La relación con Dios y con los demás es, pues, aquella verdad profunda que fundamenta, crea e incluso acrecienta la libertad humana. La verdad de que el hombre es imagen de Dios-amor, personalmente y también en comunión con los demas. La libertad depende del amor y se realiza en el amor: es una sinfonía, un concierto de muchos instrumentos que se respetan y limitan mutuamente. “Sólo aceptando al otro, aceptando también la aparente limitación que supone para mi libertad el respeto por la libertad del otro, sólo insertándome en la red de dependencias que nos hace, finalmente, una sola familia humana, yo estaré en camino hacia la liberación común”.

No hay concierto sin partitura común

Desarrollando la metáfora de la sinfonía –dentro de sus límites–, se ve que el concierto sólo es posible si hay una partitura que leer y dar vida con los matices propios de cada instrumento, y un director que señale el ritmo, imprima el carácter de la interpretación y sepa sacar de cada uno lo que es capaz de dar. Según el Papa, “el concierto de la libertad” sólo puede realizarse si hay una verdad común acerca del hombre, de su naturaleza, de tal manera que la verdad no tenga que ser impuesta desde fuera como un positivismo violento que se experimenta como esclavitud. Si el orden y el derecho están al servicio de la naturaleza humana, entonces estarán al servicio de la libertad. El amor es la plenitud de la ley.
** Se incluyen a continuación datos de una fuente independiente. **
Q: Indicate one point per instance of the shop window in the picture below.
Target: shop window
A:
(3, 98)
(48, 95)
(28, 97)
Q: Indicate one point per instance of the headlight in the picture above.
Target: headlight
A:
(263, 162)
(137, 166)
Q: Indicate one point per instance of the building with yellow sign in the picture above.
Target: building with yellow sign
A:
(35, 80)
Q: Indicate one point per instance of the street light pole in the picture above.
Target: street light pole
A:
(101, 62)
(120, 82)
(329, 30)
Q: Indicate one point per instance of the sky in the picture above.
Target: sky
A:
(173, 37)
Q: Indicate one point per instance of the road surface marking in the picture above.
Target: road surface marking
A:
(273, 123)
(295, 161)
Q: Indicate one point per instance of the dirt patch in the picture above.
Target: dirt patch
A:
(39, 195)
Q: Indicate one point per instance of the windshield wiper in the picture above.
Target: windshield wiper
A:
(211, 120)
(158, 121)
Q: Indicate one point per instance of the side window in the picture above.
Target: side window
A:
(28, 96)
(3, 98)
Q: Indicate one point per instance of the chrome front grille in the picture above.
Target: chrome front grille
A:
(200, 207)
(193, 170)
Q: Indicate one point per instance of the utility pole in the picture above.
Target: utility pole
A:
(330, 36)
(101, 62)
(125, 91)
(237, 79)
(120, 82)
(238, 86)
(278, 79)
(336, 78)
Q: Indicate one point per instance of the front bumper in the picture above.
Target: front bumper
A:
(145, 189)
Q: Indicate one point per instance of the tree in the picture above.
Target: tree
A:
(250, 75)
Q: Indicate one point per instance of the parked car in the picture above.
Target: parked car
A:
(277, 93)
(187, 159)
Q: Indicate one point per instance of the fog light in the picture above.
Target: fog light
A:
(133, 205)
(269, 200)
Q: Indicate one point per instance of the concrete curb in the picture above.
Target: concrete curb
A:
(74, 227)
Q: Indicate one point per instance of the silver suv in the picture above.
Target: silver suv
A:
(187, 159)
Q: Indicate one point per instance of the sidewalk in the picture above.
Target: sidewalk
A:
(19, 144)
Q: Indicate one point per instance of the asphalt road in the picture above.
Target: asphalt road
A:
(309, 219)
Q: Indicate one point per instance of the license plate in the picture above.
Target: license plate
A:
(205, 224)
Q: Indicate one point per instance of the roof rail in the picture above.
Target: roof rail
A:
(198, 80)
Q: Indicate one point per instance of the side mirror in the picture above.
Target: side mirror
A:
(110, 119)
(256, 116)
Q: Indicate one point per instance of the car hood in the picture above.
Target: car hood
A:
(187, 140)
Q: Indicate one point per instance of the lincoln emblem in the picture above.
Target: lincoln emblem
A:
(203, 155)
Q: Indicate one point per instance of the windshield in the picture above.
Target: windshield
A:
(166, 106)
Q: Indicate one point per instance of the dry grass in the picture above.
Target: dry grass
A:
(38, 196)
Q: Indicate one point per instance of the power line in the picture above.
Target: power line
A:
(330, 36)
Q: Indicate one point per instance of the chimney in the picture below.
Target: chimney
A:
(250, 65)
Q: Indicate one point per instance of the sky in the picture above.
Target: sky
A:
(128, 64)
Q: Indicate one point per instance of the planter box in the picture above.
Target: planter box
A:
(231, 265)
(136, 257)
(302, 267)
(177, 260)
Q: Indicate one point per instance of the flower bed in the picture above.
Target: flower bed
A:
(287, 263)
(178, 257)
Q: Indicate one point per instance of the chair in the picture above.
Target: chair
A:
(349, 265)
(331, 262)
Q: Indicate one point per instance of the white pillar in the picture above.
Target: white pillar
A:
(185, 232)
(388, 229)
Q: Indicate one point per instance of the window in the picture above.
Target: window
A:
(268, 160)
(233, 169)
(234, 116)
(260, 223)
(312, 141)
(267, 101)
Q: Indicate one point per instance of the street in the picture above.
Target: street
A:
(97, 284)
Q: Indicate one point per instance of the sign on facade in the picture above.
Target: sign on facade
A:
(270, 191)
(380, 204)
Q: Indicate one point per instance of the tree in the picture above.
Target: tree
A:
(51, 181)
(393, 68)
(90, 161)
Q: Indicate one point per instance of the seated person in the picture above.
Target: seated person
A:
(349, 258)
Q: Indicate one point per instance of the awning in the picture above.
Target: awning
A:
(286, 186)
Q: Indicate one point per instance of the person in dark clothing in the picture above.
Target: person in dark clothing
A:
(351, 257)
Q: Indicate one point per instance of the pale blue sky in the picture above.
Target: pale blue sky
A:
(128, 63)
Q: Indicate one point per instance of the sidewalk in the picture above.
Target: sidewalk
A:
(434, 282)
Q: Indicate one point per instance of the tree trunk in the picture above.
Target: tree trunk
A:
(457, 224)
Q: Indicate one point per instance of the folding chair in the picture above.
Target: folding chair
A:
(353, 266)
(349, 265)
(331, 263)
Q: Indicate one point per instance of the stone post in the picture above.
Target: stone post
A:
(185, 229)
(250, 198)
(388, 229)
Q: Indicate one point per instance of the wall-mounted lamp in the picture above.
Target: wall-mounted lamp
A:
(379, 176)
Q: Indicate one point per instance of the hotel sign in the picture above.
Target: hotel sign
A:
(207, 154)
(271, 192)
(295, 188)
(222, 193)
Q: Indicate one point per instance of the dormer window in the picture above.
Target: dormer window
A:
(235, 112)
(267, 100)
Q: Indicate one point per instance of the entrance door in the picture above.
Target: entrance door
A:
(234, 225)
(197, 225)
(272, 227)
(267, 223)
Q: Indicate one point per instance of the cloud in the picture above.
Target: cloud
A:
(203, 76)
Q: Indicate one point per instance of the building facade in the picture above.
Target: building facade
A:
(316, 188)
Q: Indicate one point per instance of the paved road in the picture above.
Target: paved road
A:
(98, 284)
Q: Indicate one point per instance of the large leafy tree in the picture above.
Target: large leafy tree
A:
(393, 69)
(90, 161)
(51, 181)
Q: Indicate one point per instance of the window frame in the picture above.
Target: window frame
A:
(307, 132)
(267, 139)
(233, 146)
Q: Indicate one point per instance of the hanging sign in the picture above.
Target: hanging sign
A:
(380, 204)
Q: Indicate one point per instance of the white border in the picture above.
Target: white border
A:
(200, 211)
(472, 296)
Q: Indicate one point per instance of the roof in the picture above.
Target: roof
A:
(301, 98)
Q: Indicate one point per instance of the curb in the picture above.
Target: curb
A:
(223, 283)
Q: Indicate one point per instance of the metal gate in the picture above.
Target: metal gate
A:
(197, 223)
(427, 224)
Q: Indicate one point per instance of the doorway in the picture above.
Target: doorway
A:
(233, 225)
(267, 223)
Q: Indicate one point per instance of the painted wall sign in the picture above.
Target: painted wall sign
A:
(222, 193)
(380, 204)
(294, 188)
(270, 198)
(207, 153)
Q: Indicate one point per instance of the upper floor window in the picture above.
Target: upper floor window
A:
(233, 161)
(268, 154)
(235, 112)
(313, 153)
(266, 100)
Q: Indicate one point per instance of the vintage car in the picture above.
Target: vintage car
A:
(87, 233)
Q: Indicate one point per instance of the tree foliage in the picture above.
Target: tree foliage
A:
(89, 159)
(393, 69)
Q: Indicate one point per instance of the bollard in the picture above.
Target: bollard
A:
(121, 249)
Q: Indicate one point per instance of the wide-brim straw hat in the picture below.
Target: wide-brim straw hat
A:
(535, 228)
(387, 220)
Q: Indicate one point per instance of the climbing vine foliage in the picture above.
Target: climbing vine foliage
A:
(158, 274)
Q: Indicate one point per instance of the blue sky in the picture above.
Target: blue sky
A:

Y por eso el Evangelio y el Bautismo son una llamada a la libertad, a la superación del egoísmo: “Habéis sido llamados a la libertad”. Cabría añadir: el Evangelio y el Bautismo son la liberación de la libertad; libertad que, a espaldas del amor, se convierte en esclavitud.

Este es –concluía Benedicto XVI– el significado de las célebres palabras de san Agustín: “Ama y haz lo que quieras”. Amar quiere decir aquí participar del amor de Dios, por los sacramentos –sobre todo la Eucaristía–, la escucha de la Palabra de Dios, el cumplimento de la voluntad divina. “Así –dice el Papa– somos realmente libres, podemos realmente hacer lo que queremos, porque queremos con Cristo, queremos en la verdad y con la verdad”. Por el contrario, si no hay esta comunión con Cristo y esta “obediencia de la fe”, prevalece la polémica, “la fe degenera en intelectualismo y la humildad es sustituida por la arrogancia de ser mejor que el otro”. Y eso destruye la Iglesia, que debería ser una sola alma y un solo corazón.